Judges, professors, criminologists, editors, publishers and producers have all credited me with being a factual source of prison news. I know what it is when I see it because I have seen it so many times before.
I suspect millions of dollars will be siphoned off every prison construction project in the country to line the pockets of politicians and their cronies. Not only does history have a habit of repeating itself, quite frankly within the booming industry of prison construction it has always been this way.
A thought on “experts” and Corrections. To ascertain the services required for a prisoner to serve his/her sentence in a productive, healthy and reflective manner, the governing bodies should be listening to the real experts: the men and women who break their bread and wrestle their sleepless nights in the steel and concrete cages. We will be quite frank and tell you exactly what it is we need to survive, to grow and to change.
Listening doesn’t cost a cent, nor does using common sense. Continuing on the current path will eventually bankrupt the government (as it has several U.S. states) and cause Canadians to once again question the conscience of a nation.
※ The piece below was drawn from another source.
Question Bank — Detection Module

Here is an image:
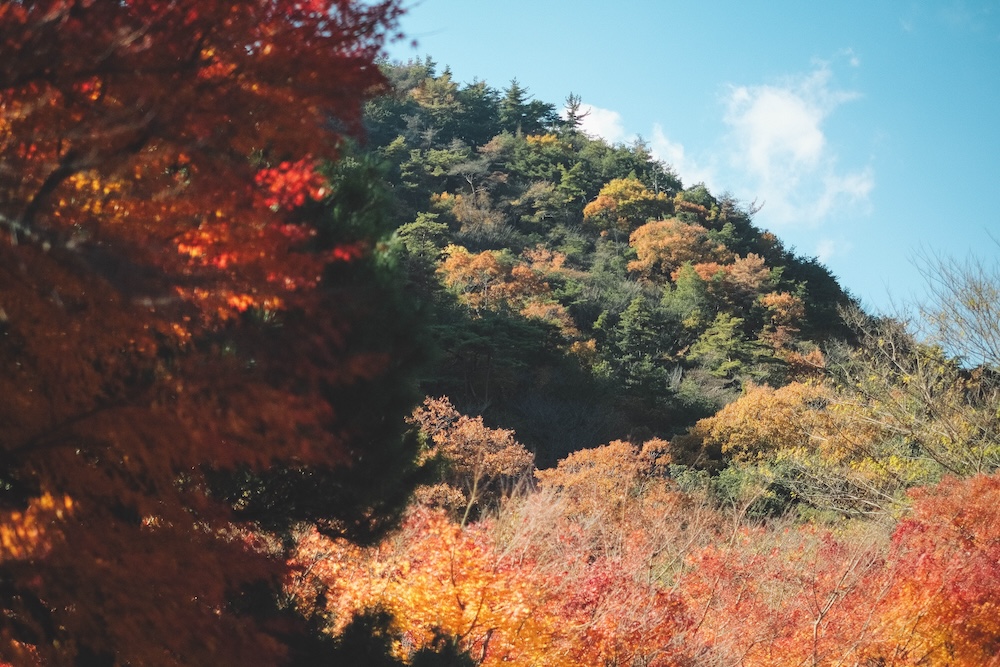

Please don’t shoot me, I’m just the messenger. When honest or more intelligent minds prevail I would relish the opportunity to engage politicians and the citizens they purportedly serve on the realities of prison life.

• • • •
In 1978, appellant Gregory J. McMaster pleaded guilty to the first-degree murder of a police officer in Minnesota. He was sentenced to life imprisonment and has been serving that sentence in the Minnesota prison system.
In 1978 and 1979, McMaster was charged in Canada with having committed three first-degree murders there prior to his arrest for the murder of the police officer in Minnesota. Canada initially requested McMaster’s extradition in 1979, and protracted discussions and negotiations ensued between the US and Canada.
In 1992, Canada submitted an updated extradition request, later that year, in a proceeding initiated by the US, a Magistrate Judge 1 conducted an extradition hearing, determined the pertinent facts, and certified McMaster’s extradition to Canada.